__________Caixinha de Segredo


Tremeu nas bases: no cantinho do criado-mudo o celular de Antônio Augusto. Ele tinha saído tão depressa que nem lembrara de pegar o aparelho carregando a bateria. Bom, e agora? Era estranha a sensação de ter os segredos do marido nas mãos. O que será que continha aquela caixinha poderosa que ela não sabia?

Segurou o objeto nas mãos, tocou levemente a tela com a ponta dos dedos. O visor iluminou-se, a ansiedade cresceu. Tinha a impressão de que estava para cometer um pecado. “Não fuçareis o celular do marido”. Sim, mexer ali não era mexer. Era fuçar mesmo. E ela não fuçaria, claro! Quem fuça é porquinho no chiqueiro e ela não era uma porquinha! Mentira! Naquele caso, equiparar-se a uma porquinha não significava absolutamente nada.  Não ia ter jeito, ia ter que fuçar...

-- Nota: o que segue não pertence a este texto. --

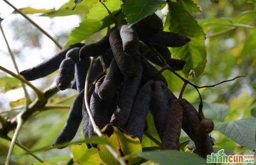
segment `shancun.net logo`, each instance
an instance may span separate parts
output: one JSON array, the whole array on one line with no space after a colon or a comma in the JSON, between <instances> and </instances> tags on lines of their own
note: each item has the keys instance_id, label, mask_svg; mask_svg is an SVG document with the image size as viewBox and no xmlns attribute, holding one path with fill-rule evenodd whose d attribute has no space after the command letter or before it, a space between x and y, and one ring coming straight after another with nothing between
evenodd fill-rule
<instances>
[{"instance_id":1,"label":"shancun.net logo","mask_svg":"<svg viewBox=\"0 0 256 165\"><path fill-rule=\"evenodd\" d=\"M217 153L207 155L206 161L207 163L254 163L254 155L227 155L224 153L224 149L221 149Z\"/></svg>"}]
</instances>

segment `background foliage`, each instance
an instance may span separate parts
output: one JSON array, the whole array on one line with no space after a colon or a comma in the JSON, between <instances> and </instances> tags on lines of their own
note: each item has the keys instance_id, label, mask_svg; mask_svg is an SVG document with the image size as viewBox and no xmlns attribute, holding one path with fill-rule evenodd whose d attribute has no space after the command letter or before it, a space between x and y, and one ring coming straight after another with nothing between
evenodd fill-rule
<instances>
[{"instance_id":1,"label":"background foliage","mask_svg":"<svg viewBox=\"0 0 256 165\"><path fill-rule=\"evenodd\" d=\"M122 4L119 0L108 0L105 4L114 14L123 10L130 24L156 10L156 13L164 22L165 31L182 33L191 38L191 42L182 47L173 48L170 50L173 57L186 61L184 68L179 73L195 84L211 84L236 76L246 75L245 78L215 88L202 89L200 92L205 103L205 115L213 120L215 125L211 133L216 142L215 148L224 148L226 153L252 154L256 147L256 8L253 1L220 1L217 4L205 0L180 0L169 2L169 7L162 0L126 1L127 3ZM40 16L51 18L79 15L81 21L78 27L74 26L69 34L59 34L55 36L63 45L62 41L67 40L65 46L84 40L87 43L98 40L106 34L106 28L113 24L107 11L96 0L75 2L76 6L74 9L74 1L70 0L58 9L35 9L28 7L21 10L27 14L37 13ZM125 16L121 13L118 16ZM42 35L30 26L21 20L13 21L11 30L15 34L13 35L15 39L20 40L24 47L32 49L41 46ZM5 46L1 44L2 49ZM15 45L11 46L15 50L14 53L17 58L26 56L19 53L21 48L16 49ZM48 86L56 73L45 79L46 82L41 83L39 88L45 89ZM178 95L182 81L169 71L165 71L164 75L168 81L169 88ZM1 72L0 76L0 91L3 97L8 92L21 87L19 82L9 75ZM55 95L50 102L70 105L76 94L72 90L69 90ZM198 107L198 95L191 86L188 86L184 97ZM63 98L67 99L63 101ZM10 118L19 112L24 102L23 98L12 101L3 100L4 101L0 101L0 113ZM9 108L12 109L5 113ZM73 161L81 164L103 163L97 150L87 150L84 144L70 145L61 150L40 149L52 145L63 128L67 110L49 110L31 117L21 130L19 142L32 150L37 150L35 154L45 162L51 163L67 164L72 158ZM147 119L148 133L159 138L150 114ZM83 139L81 129L78 132L73 141ZM12 136L12 133L10 132L9 136ZM187 152L194 148L189 141L183 132L180 140L183 147L182 149ZM5 162L9 144L9 141L0 138L0 164ZM148 148L157 145L145 137L142 145L144 147L143 151L158 149ZM199 164L205 162L204 160L194 160L194 156L191 154L181 155L180 153L171 151L155 152L143 152L138 155L163 164L179 160L184 160L182 163L184 164L187 162L186 161L197 161ZM174 156L171 158L171 154ZM13 155L13 164L37 162L16 147ZM145 164L150 163L152 162L148 161Z\"/></svg>"}]
</instances>

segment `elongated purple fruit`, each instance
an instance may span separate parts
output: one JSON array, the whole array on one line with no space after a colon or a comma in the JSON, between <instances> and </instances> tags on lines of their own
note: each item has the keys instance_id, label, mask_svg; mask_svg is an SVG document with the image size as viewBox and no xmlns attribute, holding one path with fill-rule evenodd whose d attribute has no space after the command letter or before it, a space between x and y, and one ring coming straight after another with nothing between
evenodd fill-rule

Um filme na cabeça. Lembrou as amigas contando que fuçavam o celular dos maridos, noivos, namorados e namoridos. Moralista, ela condenava: “Que coisa mais sem ética, gente!”, ao que as amigas retrucavam: “E se tiver rolando algum rolo, tudo bem pra você?”. Ela mantendo posição: “Se não tiver confiança na relação, nem vale a pena, uai!”. Bom, mas agora é que se dava conta:  nunca tinha tido uma oportunidade como a de agora. Seu amor mergulhado no trabalho e ela ali, com a possível caixinha de segredos dele totalmente nas mãos...

E ele, será que faria o quê na mesma situação? Ah, Toninho era possessivo, chegava a ser chato! Melhor, ele beirava ao insuportável com seus ciúmes tolos. Aquela vez, por exemplo, que chegou de surpresa no barzinho onde ela tomava umas cervejas com a turma da escola, ele quase partiu pra cima do Carlinhos, professor de Matemática. Foi um vexame! Quase morreu de vergonha! É, pensando bem Toninho era um ignorantão nesse quesito, e certamente lhe vasculharia sem pudor o celular se tivesse alguma chance. Sabe de uma coisa? Ele não merecia sua ética, sua moral, sua consideração! Ia fuçar, sim, o celular!

Ponta dos dedos queimando, coração disparado, ela correu a tela dos contatos: Que alívio! Só nomes de gente conhecida. Sentiu-se culpada. JP, Vinicinho, Marcão, Rubinho... Epa! Juliano Terno.Terno? Quê isso? Que ternura era aquela? O coração deu um salto! Será que o marido... Não, não podia ser. De repente, clareou: era  o Juliano da loja onde Toninho  tinha alugado o terno para a formatura da irmã. Nossa, que susto!

A lista deslizava, e... Começou a esquentar: Sara. Que Sara? Anotou o nome e número num papelzinho. Julice. E essa também, quem era? Merecia uma pesquisa, claro! Domitila. Hum, esquisito! Mas pelo nome sossegou, devia ser alguma paciente da Fisioterapia. Foi quando deu com aquele Kátia Amor! Ah, aí não! Kátia Amor era sem explicação! Sem pensar duas vezes, fez a ligação do celular dele mesmo.  No telefone do trabalho Toninho atendeu, e, reconhecendo o próprio  número, não teve dúvidas do que estava por acontecer... O que continha sua caixinha de segredo ia render! Ela era possessiva! Tremeu nas bases!